The Problem with LLM-as-a-Judge
The standard approach to detecting hallucinations is to ask another LLM: "Does this response match the source data?" This has three problems:
- The judge can hallucinate too. You're using a probabilistic system to verify a probabilistic system.
- It's slow and expensive. Each evaluation takes 2–10 seconds and costs $0.01–0.10.
- It's non-deterministic. Run the same evaluation twice, get different results.
For production systems processing thousands of agent interactions per hour, this doesn't scale.
Our Approach: Deterministic Grounding Validation
Stozer takes a different approach. Instead of asking an LLM to judge, it validates the agent's response directly against the tool outputs and retrieved context using deterministic rules.
The key insight: most "hallucinations" in tool-calling agents aren't creative fabrication — they're grounding failures. The agent gets accurate data from tools and then misreports it. The source of truth is already in the trace.

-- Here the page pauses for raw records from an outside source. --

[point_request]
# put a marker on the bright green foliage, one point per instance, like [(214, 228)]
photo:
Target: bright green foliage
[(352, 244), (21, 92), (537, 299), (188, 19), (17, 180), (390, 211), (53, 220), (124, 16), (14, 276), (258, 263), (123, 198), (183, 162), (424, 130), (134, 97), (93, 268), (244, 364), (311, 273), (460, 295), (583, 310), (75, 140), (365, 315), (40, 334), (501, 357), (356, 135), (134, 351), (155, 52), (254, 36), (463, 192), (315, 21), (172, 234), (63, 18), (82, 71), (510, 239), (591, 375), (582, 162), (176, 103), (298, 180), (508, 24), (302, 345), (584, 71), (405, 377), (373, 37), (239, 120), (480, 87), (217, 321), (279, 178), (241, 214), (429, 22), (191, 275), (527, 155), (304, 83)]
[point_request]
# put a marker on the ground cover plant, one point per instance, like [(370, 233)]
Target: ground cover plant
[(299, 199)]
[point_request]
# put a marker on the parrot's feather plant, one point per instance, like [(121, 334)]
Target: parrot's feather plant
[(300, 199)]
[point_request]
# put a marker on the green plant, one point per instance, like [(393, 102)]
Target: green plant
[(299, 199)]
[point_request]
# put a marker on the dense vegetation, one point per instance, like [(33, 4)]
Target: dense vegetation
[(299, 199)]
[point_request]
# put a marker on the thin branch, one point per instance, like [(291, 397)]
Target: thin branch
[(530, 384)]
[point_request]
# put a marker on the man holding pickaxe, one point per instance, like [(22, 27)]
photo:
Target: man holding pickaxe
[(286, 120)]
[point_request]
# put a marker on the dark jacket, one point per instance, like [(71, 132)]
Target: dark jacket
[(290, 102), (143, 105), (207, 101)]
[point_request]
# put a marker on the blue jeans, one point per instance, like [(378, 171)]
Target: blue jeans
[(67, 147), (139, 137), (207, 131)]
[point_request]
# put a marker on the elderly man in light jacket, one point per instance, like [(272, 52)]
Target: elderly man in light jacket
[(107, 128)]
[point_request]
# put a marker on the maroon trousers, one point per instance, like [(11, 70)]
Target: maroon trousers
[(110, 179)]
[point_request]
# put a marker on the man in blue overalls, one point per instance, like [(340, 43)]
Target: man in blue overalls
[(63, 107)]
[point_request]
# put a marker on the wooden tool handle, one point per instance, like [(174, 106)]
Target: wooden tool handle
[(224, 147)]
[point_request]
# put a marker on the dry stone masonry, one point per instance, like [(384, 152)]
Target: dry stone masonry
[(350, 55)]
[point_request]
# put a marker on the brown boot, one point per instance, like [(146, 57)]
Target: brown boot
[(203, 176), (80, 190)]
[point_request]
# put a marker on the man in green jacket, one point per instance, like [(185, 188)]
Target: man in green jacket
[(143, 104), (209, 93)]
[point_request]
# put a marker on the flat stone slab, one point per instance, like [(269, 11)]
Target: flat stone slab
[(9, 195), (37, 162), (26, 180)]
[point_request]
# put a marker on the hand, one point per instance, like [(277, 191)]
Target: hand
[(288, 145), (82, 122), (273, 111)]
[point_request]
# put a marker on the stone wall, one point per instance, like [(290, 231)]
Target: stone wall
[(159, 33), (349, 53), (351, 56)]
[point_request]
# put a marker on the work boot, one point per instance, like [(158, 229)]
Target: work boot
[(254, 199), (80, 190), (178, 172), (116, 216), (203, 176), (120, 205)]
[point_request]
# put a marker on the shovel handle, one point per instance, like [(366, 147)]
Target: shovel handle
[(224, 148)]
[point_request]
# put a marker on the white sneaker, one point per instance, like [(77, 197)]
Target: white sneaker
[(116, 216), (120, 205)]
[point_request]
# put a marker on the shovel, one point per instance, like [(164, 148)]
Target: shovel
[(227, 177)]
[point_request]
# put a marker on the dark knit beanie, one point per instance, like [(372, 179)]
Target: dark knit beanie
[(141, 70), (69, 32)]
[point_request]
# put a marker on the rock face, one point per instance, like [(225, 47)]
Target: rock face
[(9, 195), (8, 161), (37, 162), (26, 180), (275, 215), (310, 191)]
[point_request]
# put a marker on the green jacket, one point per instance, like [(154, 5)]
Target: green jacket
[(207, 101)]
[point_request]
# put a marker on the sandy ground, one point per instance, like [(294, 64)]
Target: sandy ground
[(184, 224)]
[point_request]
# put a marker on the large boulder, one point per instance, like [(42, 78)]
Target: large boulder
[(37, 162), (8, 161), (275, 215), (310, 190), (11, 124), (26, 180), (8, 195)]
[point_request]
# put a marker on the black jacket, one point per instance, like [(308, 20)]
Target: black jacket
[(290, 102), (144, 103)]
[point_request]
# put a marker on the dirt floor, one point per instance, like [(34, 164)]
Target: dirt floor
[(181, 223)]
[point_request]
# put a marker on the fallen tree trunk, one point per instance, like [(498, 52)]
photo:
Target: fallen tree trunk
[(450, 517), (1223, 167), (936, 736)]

Stozer decomposes the response into claims ("There are 3 employees on leave") and checks each one against the available evidence (the tool returned 2 records). No LLM calls. Same input → same result, every time.
Why This Works
LLM-as-a-judge evaluates semantics. Stozer evaluates facts.
Hallucinations in tool-calling agents are not semantic errors — they are data mismatches. The agent says "3 employees" when the tool returned 2. The agent says "$450" when the database returned $540. These are verifiable, structured contradictions.

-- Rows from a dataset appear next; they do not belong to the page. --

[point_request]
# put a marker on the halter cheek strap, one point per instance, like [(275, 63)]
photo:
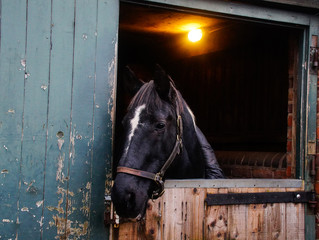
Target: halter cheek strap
[(158, 177)]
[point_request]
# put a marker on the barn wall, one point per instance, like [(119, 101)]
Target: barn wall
[(57, 73)]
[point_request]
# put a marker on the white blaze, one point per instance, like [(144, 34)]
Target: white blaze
[(134, 123)]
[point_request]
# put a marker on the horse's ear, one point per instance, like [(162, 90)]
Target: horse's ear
[(131, 82), (162, 82)]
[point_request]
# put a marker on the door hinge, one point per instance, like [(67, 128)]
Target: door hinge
[(110, 216), (314, 60)]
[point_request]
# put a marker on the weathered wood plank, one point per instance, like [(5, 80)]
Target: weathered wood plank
[(104, 112), (193, 221), (237, 217), (216, 219), (80, 162), (12, 55), (256, 219), (295, 220), (58, 142), (195, 213), (275, 218), (35, 118)]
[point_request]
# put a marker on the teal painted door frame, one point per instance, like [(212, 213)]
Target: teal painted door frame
[(58, 64)]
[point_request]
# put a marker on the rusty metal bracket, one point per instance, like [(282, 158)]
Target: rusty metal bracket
[(261, 198)]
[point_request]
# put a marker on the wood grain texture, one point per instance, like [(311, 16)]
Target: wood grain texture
[(57, 70), (182, 214), (12, 74)]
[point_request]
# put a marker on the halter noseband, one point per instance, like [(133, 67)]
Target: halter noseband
[(158, 177)]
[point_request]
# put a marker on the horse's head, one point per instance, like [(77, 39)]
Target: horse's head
[(152, 138)]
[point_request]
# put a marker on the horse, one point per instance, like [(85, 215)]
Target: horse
[(162, 141)]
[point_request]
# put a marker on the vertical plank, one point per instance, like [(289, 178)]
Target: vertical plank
[(104, 100), (169, 214), (256, 219), (275, 218), (35, 118), (237, 218), (295, 220), (58, 136), (216, 220), (153, 219), (12, 72), (80, 160)]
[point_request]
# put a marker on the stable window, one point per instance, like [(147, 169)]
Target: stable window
[(251, 83), (242, 81)]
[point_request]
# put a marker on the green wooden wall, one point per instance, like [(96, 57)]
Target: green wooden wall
[(57, 88)]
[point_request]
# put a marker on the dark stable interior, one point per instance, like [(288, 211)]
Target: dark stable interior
[(235, 79)]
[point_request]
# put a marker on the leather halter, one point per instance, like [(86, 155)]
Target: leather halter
[(158, 177)]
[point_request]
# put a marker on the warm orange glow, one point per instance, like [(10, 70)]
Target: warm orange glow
[(195, 35)]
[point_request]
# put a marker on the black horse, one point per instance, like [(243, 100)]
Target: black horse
[(162, 141)]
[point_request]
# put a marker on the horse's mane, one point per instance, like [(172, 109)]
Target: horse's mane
[(148, 95)]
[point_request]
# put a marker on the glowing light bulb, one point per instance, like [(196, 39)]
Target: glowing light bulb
[(195, 35)]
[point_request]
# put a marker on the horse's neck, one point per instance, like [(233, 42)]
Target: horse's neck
[(188, 164)]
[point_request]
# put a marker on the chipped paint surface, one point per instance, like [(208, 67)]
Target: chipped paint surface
[(39, 203), (59, 172), (44, 87)]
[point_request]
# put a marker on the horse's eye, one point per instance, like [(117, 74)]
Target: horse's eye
[(160, 125)]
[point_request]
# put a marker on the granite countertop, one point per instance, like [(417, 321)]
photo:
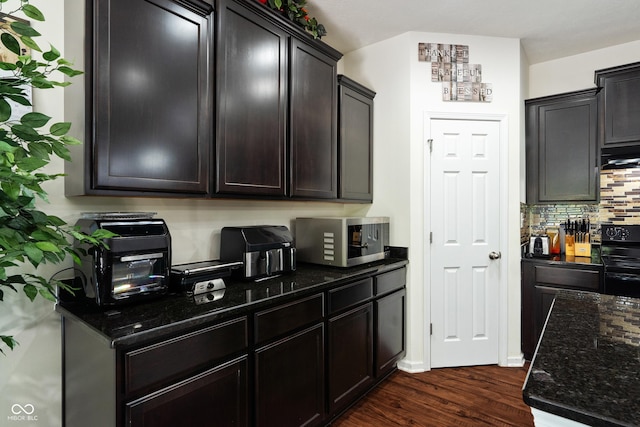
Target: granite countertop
[(176, 312), (587, 365), (595, 258)]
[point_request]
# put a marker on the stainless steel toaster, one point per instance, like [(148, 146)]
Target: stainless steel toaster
[(265, 250)]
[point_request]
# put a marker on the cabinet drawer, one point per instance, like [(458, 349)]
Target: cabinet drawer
[(167, 361), (390, 281), (288, 317), (350, 295), (568, 277)]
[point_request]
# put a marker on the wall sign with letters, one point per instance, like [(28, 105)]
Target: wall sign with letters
[(460, 80)]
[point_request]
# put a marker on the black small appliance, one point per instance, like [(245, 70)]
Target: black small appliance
[(200, 277), (136, 264), (264, 250)]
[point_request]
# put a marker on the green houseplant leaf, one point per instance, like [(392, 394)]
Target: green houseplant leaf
[(28, 235)]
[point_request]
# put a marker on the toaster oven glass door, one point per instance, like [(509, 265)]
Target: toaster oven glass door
[(138, 274)]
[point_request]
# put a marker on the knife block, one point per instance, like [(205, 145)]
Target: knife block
[(583, 249)]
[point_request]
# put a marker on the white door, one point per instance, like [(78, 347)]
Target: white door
[(465, 226)]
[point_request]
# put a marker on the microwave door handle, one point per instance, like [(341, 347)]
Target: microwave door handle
[(141, 257)]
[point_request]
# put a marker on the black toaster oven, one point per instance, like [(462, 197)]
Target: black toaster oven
[(135, 266)]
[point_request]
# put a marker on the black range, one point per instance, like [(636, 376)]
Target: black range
[(620, 251)]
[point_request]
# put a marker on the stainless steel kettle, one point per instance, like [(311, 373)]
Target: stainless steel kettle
[(539, 245)]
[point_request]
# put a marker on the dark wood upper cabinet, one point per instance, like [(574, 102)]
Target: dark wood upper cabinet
[(619, 105), (149, 89), (184, 100), (252, 103), (355, 140), (541, 280), (562, 148), (313, 123)]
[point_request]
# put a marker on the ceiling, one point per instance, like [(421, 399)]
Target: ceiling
[(548, 29)]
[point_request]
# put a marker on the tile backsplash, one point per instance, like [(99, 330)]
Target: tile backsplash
[(619, 204)]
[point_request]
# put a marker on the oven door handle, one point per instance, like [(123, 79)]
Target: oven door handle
[(141, 257), (630, 277)]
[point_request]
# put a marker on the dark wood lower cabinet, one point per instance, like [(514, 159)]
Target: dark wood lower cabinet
[(289, 387), (301, 362), (218, 396), (390, 328), (540, 282)]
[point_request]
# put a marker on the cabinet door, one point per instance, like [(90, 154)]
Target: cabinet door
[(540, 282), (313, 123), (289, 380), (355, 141), (620, 97), (252, 103), (562, 149), (389, 331), (216, 397), (350, 356), (152, 96)]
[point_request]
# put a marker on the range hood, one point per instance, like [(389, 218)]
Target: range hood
[(620, 157)]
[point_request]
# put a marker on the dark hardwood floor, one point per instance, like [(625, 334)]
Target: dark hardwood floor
[(468, 396)]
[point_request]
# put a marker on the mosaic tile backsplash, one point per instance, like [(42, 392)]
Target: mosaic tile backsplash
[(619, 204)]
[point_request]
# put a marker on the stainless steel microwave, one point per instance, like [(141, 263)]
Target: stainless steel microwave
[(342, 241)]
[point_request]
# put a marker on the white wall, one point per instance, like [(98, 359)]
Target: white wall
[(404, 93), (577, 72)]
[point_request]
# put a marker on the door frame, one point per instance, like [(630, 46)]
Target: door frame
[(503, 289)]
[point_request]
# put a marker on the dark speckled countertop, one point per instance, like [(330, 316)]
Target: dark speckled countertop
[(174, 313), (587, 365), (595, 258)]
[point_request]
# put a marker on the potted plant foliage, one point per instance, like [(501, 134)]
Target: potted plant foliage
[(27, 144)]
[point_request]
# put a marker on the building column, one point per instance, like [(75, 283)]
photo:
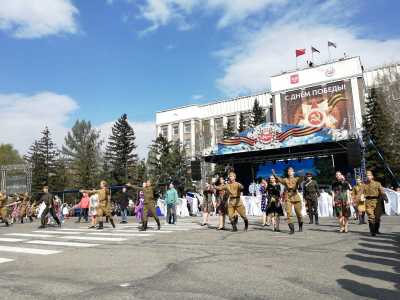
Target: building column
[(356, 103), (193, 138)]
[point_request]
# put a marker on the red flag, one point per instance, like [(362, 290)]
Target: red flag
[(300, 52)]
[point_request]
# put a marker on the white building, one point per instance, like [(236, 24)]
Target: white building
[(200, 127)]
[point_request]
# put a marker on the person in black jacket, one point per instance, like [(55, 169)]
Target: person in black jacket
[(123, 204), (48, 199)]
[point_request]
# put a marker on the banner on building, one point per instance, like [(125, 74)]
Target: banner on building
[(273, 136), (329, 105)]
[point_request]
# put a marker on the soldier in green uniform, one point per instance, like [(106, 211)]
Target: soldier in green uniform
[(233, 190), (48, 199), (311, 194), (291, 184), (374, 197), (104, 205), (149, 203), (3, 208)]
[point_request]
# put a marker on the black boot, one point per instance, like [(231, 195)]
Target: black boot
[(100, 225), (246, 224), (234, 227), (372, 229), (377, 225), (112, 222), (158, 224), (144, 226), (291, 227), (311, 219)]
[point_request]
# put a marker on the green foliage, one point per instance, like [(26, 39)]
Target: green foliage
[(257, 115), (8, 155), (382, 127), (120, 157), (43, 156), (82, 150)]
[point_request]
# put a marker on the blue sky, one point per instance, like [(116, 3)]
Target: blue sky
[(66, 59)]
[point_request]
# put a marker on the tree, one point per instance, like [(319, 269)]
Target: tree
[(120, 154), (8, 155), (229, 130), (43, 156), (382, 127), (242, 122), (82, 149), (257, 115)]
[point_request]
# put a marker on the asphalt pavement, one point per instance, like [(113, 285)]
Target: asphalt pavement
[(187, 261)]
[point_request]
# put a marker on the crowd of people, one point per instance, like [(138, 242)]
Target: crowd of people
[(280, 196)]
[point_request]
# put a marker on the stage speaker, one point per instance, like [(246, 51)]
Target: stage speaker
[(354, 154), (195, 166)]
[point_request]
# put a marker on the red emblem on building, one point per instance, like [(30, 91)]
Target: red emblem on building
[(294, 78)]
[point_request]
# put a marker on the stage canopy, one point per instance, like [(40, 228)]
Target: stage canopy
[(272, 141)]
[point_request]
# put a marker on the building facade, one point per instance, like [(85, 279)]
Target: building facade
[(200, 127)]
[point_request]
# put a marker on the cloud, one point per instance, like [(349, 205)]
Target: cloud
[(256, 54), (164, 12), (29, 19), (145, 133), (23, 117)]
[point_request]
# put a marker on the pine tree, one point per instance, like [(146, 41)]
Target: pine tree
[(242, 122), (43, 156), (82, 149), (229, 130), (120, 154), (257, 115)]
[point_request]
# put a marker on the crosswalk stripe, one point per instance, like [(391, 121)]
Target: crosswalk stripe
[(28, 250), (3, 260), (54, 232), (92, 238), (11, 240), (120, 234), (29, 235), (67, 244)]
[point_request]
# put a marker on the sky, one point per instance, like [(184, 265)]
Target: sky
[(63, 60)]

Deterministic checks are sufficient, faster, and more reliable for this class of problem.
Benchmark Results
HaluEval QA (16,662 samples)
Li et al.'s HaluEval is a standard hallucination detection benchmark with question–answer pairs that are either faithful or hallucinated.
| Metric | Value |
|---|---|
| Total samples | 16,662 |
| True Positives | 8,215 |
| True Negatives | 8,329 |
| False Positives | 2 |
| False Negatives | 116 |
| Precision | 99.98% |
| Recall | 98.6% |
| F1 | 99.3% |
| Total runtime | 8 seconds |
Two false positives out of 16,662. 98.6% of hallucinated answers caught.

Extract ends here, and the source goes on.